Digilent offers the Arty A7 development board, containing a Xilinx Artix-7 FPGA, powersupply, a few buttons and LEDs, an ethernet port, Arduino-shield-connectors and four proprietary-formfactor-GPIO ports. To go with the board, Xilinx offers a board-locked toolchain at no cost. Super – just what I wanted. So, ‘Click here to buy’ on that one and a couple of little add-on-modules for the GPIO-ports, to enable me to setup something functional; an RS232 port and a tiny OLED-display-module.
While waiting for the mailman, I looked around for learning material, ordered a preowned book on the subject and watched some Youtube-videos. I learnt that FPGAs have come a long way from what was said about their functionality above.
Today, FPGAs come with built-in hardware ADCs, clock circuitry and a whole slew of other bits and bobs enabling developers to create not only digital circuitry, but whole SoCs, rivalling your average microcontroller in functionality. Add to that the fact that FPGA manufacturers have now devised a way of providing software-modules implementing Ethernet-ports, USB-ports, ADC-modules and even processor-cores. Remember that shopping bag of TTLs i talked about earlier? It’s now drag-and-drop…
The mail arrived and I set about installing the toolchain. Which required me to go get a bigger SSD. It appears that all this nice modularity and graphical desigh razzmatazz bloats what was once a simple editor/compiler function into something that devours no less than 50GB and requires you to consider how many of your CPUs cores you can dedicate to the compile-process – which can last for minutes once started.
I instantly got lost in the toolchain. It’s radically different from what I’m used to do. More like designing hardware, actually. Think Kicad or Orcad.
So, I turned to youtube-tutorials. Hmmm. A mixed bag.
Proper tutorials, made by Digilent, then? Again, a mixed bag. The usual version-I-have-differs-from-version-used-in-tutorial crap. I’ve managed to follow most of a tutorial, creating a ‘simple’ design holding some GPIO, a UART and a MicroBlazeTM soft-CPU. I believe I’ve done it right, but the tutorial lost me when I was told to transfer the ‘hardware design’ over to the part of Xilinx’ toolchain responsible for writing the code to said soft-CPU. Because obviously, the CPU needs a program to do something meaningful with the ‘hardware’.

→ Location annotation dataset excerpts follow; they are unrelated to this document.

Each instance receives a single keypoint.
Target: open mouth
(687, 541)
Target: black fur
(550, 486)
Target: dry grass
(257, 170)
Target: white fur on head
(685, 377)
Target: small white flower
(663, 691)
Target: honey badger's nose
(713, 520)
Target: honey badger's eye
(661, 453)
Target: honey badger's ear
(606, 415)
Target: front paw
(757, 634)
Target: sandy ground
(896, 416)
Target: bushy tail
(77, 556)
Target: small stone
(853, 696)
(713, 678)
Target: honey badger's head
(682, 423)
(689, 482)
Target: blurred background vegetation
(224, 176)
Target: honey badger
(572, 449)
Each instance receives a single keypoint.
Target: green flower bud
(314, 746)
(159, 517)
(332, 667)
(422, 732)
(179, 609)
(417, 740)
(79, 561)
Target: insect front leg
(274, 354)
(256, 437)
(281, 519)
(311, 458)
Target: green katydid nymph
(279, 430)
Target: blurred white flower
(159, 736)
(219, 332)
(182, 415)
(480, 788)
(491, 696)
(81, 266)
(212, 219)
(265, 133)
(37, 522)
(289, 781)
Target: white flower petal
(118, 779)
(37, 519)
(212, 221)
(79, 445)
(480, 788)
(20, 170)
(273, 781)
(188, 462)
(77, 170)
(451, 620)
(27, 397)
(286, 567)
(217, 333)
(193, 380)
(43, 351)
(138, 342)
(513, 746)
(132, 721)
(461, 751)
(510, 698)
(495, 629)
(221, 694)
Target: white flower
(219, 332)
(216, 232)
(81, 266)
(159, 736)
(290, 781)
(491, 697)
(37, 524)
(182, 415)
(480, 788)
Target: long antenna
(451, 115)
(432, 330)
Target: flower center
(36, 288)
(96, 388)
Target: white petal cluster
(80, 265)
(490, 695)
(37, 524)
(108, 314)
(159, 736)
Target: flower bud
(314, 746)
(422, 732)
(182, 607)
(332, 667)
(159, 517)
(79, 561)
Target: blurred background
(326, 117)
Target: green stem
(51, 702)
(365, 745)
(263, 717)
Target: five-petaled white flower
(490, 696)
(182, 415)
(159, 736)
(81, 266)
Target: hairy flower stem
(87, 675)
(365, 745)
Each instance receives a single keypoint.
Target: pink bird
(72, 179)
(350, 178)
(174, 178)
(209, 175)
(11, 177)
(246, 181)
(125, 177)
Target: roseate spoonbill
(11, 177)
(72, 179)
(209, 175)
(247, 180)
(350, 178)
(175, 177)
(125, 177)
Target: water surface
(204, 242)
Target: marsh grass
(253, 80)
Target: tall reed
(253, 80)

I end up with a .xsa file, supposedly containing the logic design. But the menu item I’m supposed to activate isn’t there:


It seems the tool changed its name from Vivado SDK to – presumably – Vitis. And Vitis offers little in the form of clues on how to import the design, meaning I’m by now stuck in no-mans-land.
So, I’ve opened up an account on Digilent’s forums. Next step will be to write a structured question and hope for a structured answer.